Bitcoin soared to $24,000 for the first time in August, shortly before financial markets assess a high-profile reading of US inflation this week.
Bitcoin added as much as 4% to $24,191.55, blasting above that milestone for the first time since July 31. The largest cryptocurrency by market cap has been grappling with a so-called crypto winter since November that dragged its price down by roughly 50% in 2022.
The world’s most valuable cryptocurrency added percentage points on Monday as US stocks moved higher before turning choppy and as US Treasury yields pulled back.
“Oil prices have weakened again, and this is providing drag on bond yields, which is supporting the likes of silver, bitcoin, Swiss franc, and Japanese yen – currencies and commodities that carry very low or zero yield,” Fawad Razaqzada, market analyst at Forex.com, said in an early Monday note.
US Treasury yields plunged Monday after Friday’s rally amid the unexpectedly strong July payrolls report.
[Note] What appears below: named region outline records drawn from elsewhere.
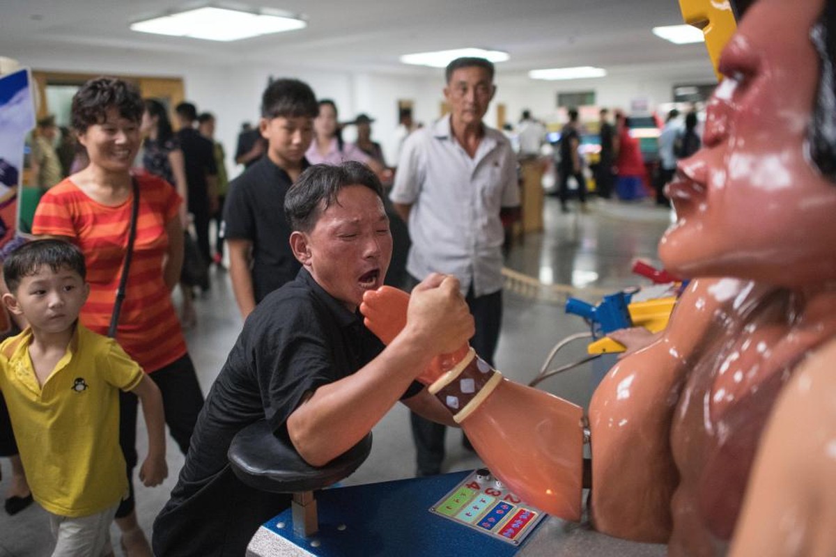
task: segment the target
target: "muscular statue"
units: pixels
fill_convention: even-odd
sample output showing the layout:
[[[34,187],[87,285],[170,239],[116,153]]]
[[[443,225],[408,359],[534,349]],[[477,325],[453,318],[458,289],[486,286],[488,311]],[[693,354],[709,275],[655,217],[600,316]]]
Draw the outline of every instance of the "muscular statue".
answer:
[[[594,393],[590,513],[671,555],[833,555],[836,3],[750,3],[668,186],[660,256],[701,278]]]

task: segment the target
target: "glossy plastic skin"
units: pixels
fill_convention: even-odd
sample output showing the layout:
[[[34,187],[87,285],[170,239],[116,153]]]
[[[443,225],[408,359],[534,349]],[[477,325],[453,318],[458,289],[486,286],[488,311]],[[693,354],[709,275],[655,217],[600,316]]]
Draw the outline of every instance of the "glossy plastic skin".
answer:
[[[817,428],[833,419],[824,393],[836,375],[819,372],[817,392],[787,388],[808,383],[798,370],[832,372],[836,339],[836,185],[806,142],[819,79],[809,31],[823,5],[759,0],[724,50],[705,147],[669,185],[678,220],[660,255],[681,276],[737,278],[692,282],[661,338],[596,391],[591,514],[605,533],[668,541],[671,555],[720,555],[739,520],[736,555],[836,554],[823,529],[833,524],[836,441],[832,427]],[[818,405],[806,428],[781,411],[805,403]],[[770,441],[793,434],[806,453]],[[793,459],[818,466],[793,477]],[[789,538],[804,549],[787,548]]]
[[[385,343],[406,322],[409,295],[383,286],[363,296],[365,324]],[[468,352],[437,357],[419,380],[431,384]],[[583,410],[502,378],[461,428],[491,472],[528,504],[578,521],[581,516]]]

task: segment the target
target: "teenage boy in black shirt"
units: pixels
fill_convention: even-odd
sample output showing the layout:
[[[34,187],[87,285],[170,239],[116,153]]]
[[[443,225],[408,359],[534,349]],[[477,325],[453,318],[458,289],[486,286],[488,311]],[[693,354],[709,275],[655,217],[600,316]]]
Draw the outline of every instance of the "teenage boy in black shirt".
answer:
[[[154,523],[156,555],[238,557],[258,526],[289,505],[289,495],[242,484],[227,460],[235,434],[259,419],[313,466],[354,447],[399,399],[454,424],[414,380],[473,334],[458,281],[433,274],[415,286],[405,327],[384,347],[357,311],[364,292],[383,284],[392,253],[377,177],[358,162],[317,165],[285,207],[303,268],[258,304],[212,385]]]
[[[297,79],[273,82],[262,95],[259,129],[267,156],[229,185],[223,210],[223,236],[229,247],[229,274],[242,316],[265,296],[293,280],[299,263],[290,251],[284,195],[308,168],[305,151],[319,113],[314,91]]]

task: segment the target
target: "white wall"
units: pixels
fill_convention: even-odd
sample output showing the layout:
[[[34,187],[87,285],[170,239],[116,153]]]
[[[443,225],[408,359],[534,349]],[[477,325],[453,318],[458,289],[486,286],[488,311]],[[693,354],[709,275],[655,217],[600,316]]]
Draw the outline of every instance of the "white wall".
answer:
[[[432,77],[415,77],[309,69],[286,63],[270,67],[247,63],[215,66],[171,53],[149,54],[131,49],[29,49],[0,55],[17,58],[23,65],[39,70],[181,77],[186,99],[194,102],[199,110],[210,110],[217,118],[217,139],[226,146],[230,176],[240,170],[232,157],[241,123],[257,122],[261,94],[270,76],[295,77],[308,82],[319,98],[330,98],[336,102],[341,120],[352,119],[360,112],[375,118],[374,137],[382,144],[387,160],[393,165],[396,164],[394,132],[398,99],[412,100],[415,120],[425,124],[437,118],[443,100],[444,78],[441,69]],[[670,100],[675,84],[711,83],[713,78],[707,61],[706,67],[682,68],[675,78],[661,78],[654,73],[652,68],[645,67],[599,79],[545,82],[505,77],[500,72],[497,96],[486,122],[496,125],[497,103],[505,104],[507,120],[512,123],[517,122],[523,109],[529,109],[539,119],[557,122],[558,91],[594,90],[599,106],[629,109],[635,98],[647,98],[654,106]]]

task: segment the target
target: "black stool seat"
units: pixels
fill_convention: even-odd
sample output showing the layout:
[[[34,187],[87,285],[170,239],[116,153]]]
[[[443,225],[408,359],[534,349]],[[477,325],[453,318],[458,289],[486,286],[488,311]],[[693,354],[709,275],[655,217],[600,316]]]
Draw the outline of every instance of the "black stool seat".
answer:
[[[227,456],[238,479],[262,491],[288,494],[322,489],[346,478],[371,452],[371,433],[324,466],[308,464],[289,440],[276,436],[266,420],[242,429]]]

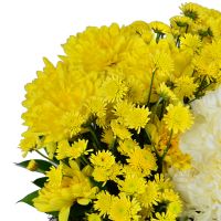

The US economy added 528,000 jobs last month, highlighting potential inflation pressures at a time the Federal Reserve has been ramping up interest rates to cool consumer prices.
Yields plummeted when prices surged. The 10-year Treasury yield on Monday lost six basis points to 2.77%, and the 2-year Treasury yield fell three basis points to 3.12%.
As of this moment, Bitcoin so has added up more than 3%, on top of its July surge of 19%. The digital coin gained ground last week following news that Coinbase is teaming up with asset manager BlackRock to help some of its clients gain greater exposure to cryptocurrencies, starting with bitcoin.
Investors in bitcoin and other markets are waiting for a fresh read on US consumer price inflation due Wednesday from the Bureau of Labor Statistics. The July report may show headline inflation cooling to 8.7%, according to an Econoday consensus estimate. The CPI rose to 9.1% in June, the fastest inflation rate since November 1981, paced by food and energy increases.